Light is Dawning on Turnpike Debt Growth

Member Group : Allegheny Institute

(August 30, 2012)–In January of this year, the Pennsylvania’s
Auditor General proclaimed that the Pennsylvania Turnpike was
"drowning in debt" to which the Turnpike CEO responded that it was
"simply not true". He elaborated by saying that the Turnpike "has
developed a sound, fiscally responsible approach to meet all of its
financial obligations…". Seven months later, in another news
article, the CEO’s attitude seems to have changed a bit as he admits
that the Turnpike cannot continue its policy of raising fares and
issuing more and more debt for the long term. But given the
circumstances he claims this is the best the Commission can do and
the strategy does not pose an immediate threat. In other words, we
are okay in the very short run, but this is going to get very messy
in a couple of years.

As we noted in a Policy Brief (Volume 12, Number 5) from January, the
situation is getting worse every year with no end in sight. And of
course the culprit is Act 44 of 2007 which mandated that the
Commission use funds from expected toll revenues to supply $900
million a year to PennDOT to fund mass transit and road and bridge
repairs through 2057. The linchpin of Act 44 was the imposition of
tolls on Interstate 80. When the Federal government denied
permission to impose the tolls, the Legislature lowered the annual
payment to PennDOT to $450 million, but the burden fell on existing
Turnpike toll revenues.

So the Commission began to borrow in order to comply with the Act 44
requirement and began a policy of increasing toll rates to cover the
debt service. According to the Commission’s fiscal 2011
Comprehensive Annual Financial Report (CAFR) they had $2.5 billion in
bonds outstanding in 2007, the year Act 44 was passed. By fiscal
2011 the total debt had more than tripled to $7.7 billion fueled in
large part by the $2.95 billion in payments already made to PennDOT.
By 2011debt service payments had climbed to $352 million, almost
double the level of just four years earlier.

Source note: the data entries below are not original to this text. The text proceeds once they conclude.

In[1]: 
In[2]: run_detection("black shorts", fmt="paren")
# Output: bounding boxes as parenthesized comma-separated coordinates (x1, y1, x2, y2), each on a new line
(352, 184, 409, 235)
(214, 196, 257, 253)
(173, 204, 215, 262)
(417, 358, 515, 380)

According to the CAFR, revenues from mainline fares in 2011 reached
$739.7 million. Adding revenues from other sources puts the
Commission’s total at $901.4 million. Meanwhile their operating
expenses were $641.5 million along with and the interest and bond
expenses of $333.3 million and a $450 million payment to PennDOT.
Thus, the Turnpike incurred a net asset loss of $523.4 million in
2011 and had an operating loss over $75 million. And as the debt
level continues to rise, so will debt services costs driving added
pressure to find more revenue.

How long will the Turnpike be able to borrow on the extraordinarily
favorable terms it has enjoyed in recent years? In just three years
debt will swell by almost $1.5 billion, not counting what the
Turnpike will need to borrow for its capital developments. Its debt
now stands at 8.5 times earnings and will soon be ten times earnings.
This is what credit rating agencies will have to consider as they
determine credit worthiness of the Turnpike. Lower credit ratings
will raise borrowing costs for future bond issues creating ever
increasing financial difficulties for the Turnpike that will impair
its ability to deliver quality services.

Funding ongoing operations as well as meeting the rapidly rising debt
service expenses will require continually rising Turnpike fees.
Economically, permanent large annual hikes in toll rates will
eventually cause traffic to fall sufficiently to flatten or decrease
revenue from the fare hikes. Credit rating agencies will have no
choice but to look at the situation that will exist in a few years
and start lowering the Turnpike’s bond rating. Tolls have already
risen 104 percent since 2004 while traffic has been relatively flat
over the period. With the price of fuel sharply higher since 2004,
the continued raising of fees will likely cut significantly into
Turnpike usage. That will put more traffic on other roads less able
to handle the volume and could cut into the state’s overall
productivity by causing travel times to increase while boosting the
expenditures on maintenance of roads unexpectedly forced to carry
more load.

In short, this pattern of issuing more debt and increasing tolls to
pay for it is very perilous and perhaps the Commission CEO finally
sees the writing on the wall. This is a dangerous pattern that will
likely result in serious harm to the Turnpike’s long term fiscal
health.

Jake Haulk, Ph.D., President
Frank Gamrat, Ph.D. Sr. Research Assoc.